Educating Parents of Children with Autism Spectrum Disorder on Direct and Interactive Teaching Techniques – Editt Program

Poster Presentation
Thursday, May 10, 2018: 11:30 AM-1:30 PM
Hall Grote Zaal (de Doelen ICC Rotterdam)
K. Rajaraman1, A. Jayaraman2 and N. Mundkur1, (1)Centre for Child Development and Disabilities, Bangalore, India, (2)Center for Child Development and Disabilities, Bengaluru, Karnataka, India
Background: In India, >10 million children are affected by autism spectrum disorder (ASD). With improvements in diagnosis, the number of cases is expected to greatly increase; however, there continues to be a deficit of professionals in the field of autism intervention. Parent-implemented intervention has shown better outcomes for both children and parents compared to other forms of intervention for ASD, and has extended the benefits of intervention to the home environment. We have designed and implemented two programs that empower parents as interventionists as well as provide development appropriate activities in the four developmental domains – Socio- emotional, Receptive communication, Expressive communication, and Play.

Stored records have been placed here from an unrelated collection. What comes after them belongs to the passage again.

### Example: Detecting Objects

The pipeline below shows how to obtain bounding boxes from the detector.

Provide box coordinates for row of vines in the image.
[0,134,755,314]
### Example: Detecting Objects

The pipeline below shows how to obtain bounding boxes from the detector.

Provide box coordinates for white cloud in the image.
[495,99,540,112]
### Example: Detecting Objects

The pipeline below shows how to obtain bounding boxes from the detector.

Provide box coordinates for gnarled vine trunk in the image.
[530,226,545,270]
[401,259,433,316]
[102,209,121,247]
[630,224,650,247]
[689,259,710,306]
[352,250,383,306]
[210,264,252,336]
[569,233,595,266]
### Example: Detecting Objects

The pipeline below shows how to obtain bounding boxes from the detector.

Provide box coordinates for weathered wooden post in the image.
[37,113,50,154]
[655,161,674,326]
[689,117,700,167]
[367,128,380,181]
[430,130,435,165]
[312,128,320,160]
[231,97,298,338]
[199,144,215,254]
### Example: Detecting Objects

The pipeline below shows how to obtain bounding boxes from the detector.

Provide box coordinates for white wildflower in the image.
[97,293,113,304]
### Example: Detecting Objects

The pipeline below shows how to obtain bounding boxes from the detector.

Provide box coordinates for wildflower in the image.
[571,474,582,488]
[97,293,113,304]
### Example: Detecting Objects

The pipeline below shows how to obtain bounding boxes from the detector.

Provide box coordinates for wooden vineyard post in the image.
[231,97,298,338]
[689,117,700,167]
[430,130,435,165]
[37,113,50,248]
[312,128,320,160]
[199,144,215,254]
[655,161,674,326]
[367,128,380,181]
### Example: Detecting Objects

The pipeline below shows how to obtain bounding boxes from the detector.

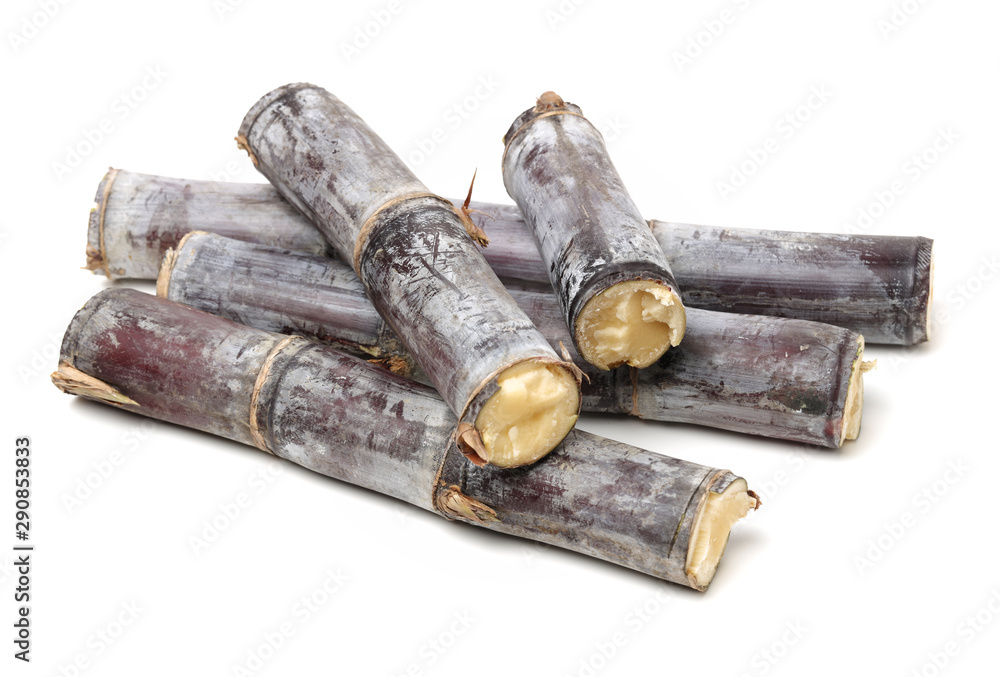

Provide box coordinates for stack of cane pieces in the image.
[53,84,930,590]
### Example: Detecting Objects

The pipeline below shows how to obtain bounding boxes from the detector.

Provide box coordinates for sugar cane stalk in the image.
[157,232,864,448]
[237,84,580,467]
[87,170,933,345]
[503,92,685,369]
[53,288,758,590]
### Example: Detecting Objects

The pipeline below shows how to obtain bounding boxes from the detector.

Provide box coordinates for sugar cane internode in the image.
[237,84,580,467]
[503,92,685,369]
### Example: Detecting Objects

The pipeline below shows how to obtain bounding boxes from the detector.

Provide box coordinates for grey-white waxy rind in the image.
[159,233,863,448]
[53,288,755,589]
[237,84,579,464]
[87,170,934,345]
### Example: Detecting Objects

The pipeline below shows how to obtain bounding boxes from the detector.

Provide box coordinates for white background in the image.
[0,0,1000,676]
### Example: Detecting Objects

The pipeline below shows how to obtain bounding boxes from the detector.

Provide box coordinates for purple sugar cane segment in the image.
[237,84,580,467]
[87,170,933,345]
[53,288,758,590]
[502,92,685,369]
[157,232,865,448]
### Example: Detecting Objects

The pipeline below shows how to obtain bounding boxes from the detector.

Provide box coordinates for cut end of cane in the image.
[840,335,876,444]
[576,280,687,369]
[52,362,139,407]
[233,134,260,167]
[684,478,760,590]
[472,360,580,468]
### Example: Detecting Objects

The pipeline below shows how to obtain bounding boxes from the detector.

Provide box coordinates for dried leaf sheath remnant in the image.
[52,362,139,406]
[87,171,933,345]
[503,92,686,369]
[52,285,750,589]
[239,84,580,467]
[168,234,861,448]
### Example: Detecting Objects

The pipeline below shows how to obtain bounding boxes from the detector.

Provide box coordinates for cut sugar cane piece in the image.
[503,92,685,369]
[237,84,580,467]
[157,233,863,448]
[53,288,755,590]
[87,169,933,345]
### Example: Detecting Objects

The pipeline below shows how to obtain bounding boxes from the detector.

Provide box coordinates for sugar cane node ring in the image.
[86,167,118,280]
[233,134,260,167]
[351,193,450,277]
[156,230,209,299]
[250,335,308,455]
[500,92,590,167]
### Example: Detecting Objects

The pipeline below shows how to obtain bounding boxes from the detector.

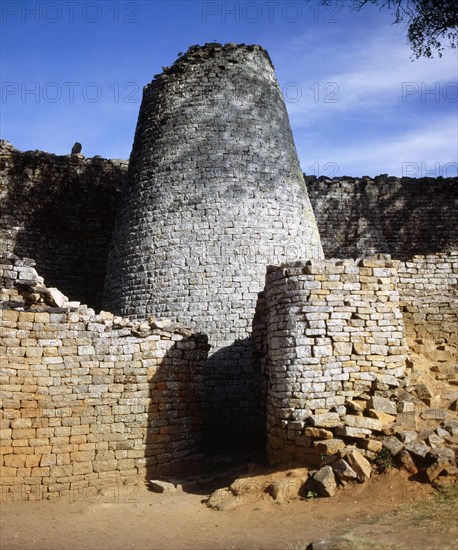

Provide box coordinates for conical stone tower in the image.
[105,44,323,448]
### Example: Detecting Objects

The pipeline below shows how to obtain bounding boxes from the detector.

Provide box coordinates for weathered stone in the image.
[312,466,337,497]
[345,450,372,483]
[334,426,372,439]
[304,427,333,439]
[309,412,340,428]
[426,458,457,482]
[313,439,345,455]
[47,288,68,307]
[399,449,418,475]
[369,409,396,428]
[148,479,177,493]
[381,436,404,456]
[207,488,241,511]
[268,477,306,502]
[332,458,358,482]
[344,414,382,431]
[406,441,430,458]
[368,395,397,415]
[358,439,383,453]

Objectives: To develop programs to involve and support parents in the developmental intervention of children with ASD.

Methods: We have developed an online parent-based program called SCoPE (Social Communication Play and Emotional) that provides development appropriate activities for children with developmental delays including ASD. In addition, we have developed EDITT (Educating parents on Direct and Interactive Teaching Techniques), a novel hands-on training program to empower parents with home-based parent-delivered developmental intervention using SCoPE. In the EDITT program, parents (n = 30) received 4 group-training sessions with their child and 4 individual sessions in the first month. They were assessed by the trainer for knowledge acquisition and practical application on a weekly basis. After the first month, parents have the option of enrolling for monthly maintenance sessions of 1 h for 6 months. At the end of 6 months, parents will be assessed for retention of knowledge and practical application. In addition, we also assessed the mental status of parents using modified Beck’s Depression Inventory (BDI) and SF-36 forms before and after the training sessions. Data were analyzed using paired t-test with a significance level of 0.05.

Results: The mental status of parents in the EDITT program showed significant improvement between pre-training and post-training (p = 0.0018). Although there was no significant difference in the knowledge acquisition level between weeks 1 through 4, the parents showed significant improvements in the practical application between weeks 1 and 2 (p = 0.0001) and between week 2 and weeks 3-4 (p = 0.0008). The 6 month-data will be available for analyses in the coming months.

Conclusions: Based on our pilot data, we can conclude that the EDITT program is helping parents to be more sensitive and responsive to their children with ASD as well as training them to facilitate socio-emotional, functional communicative and play development through theoretical and practical knowledge. We have already seen significant improvements in parents as interventionists who extend their training to their home environment and everyday activities of their children. We also observed a significant improvement in their depression status and quality of life after the training and a sense of empowerment.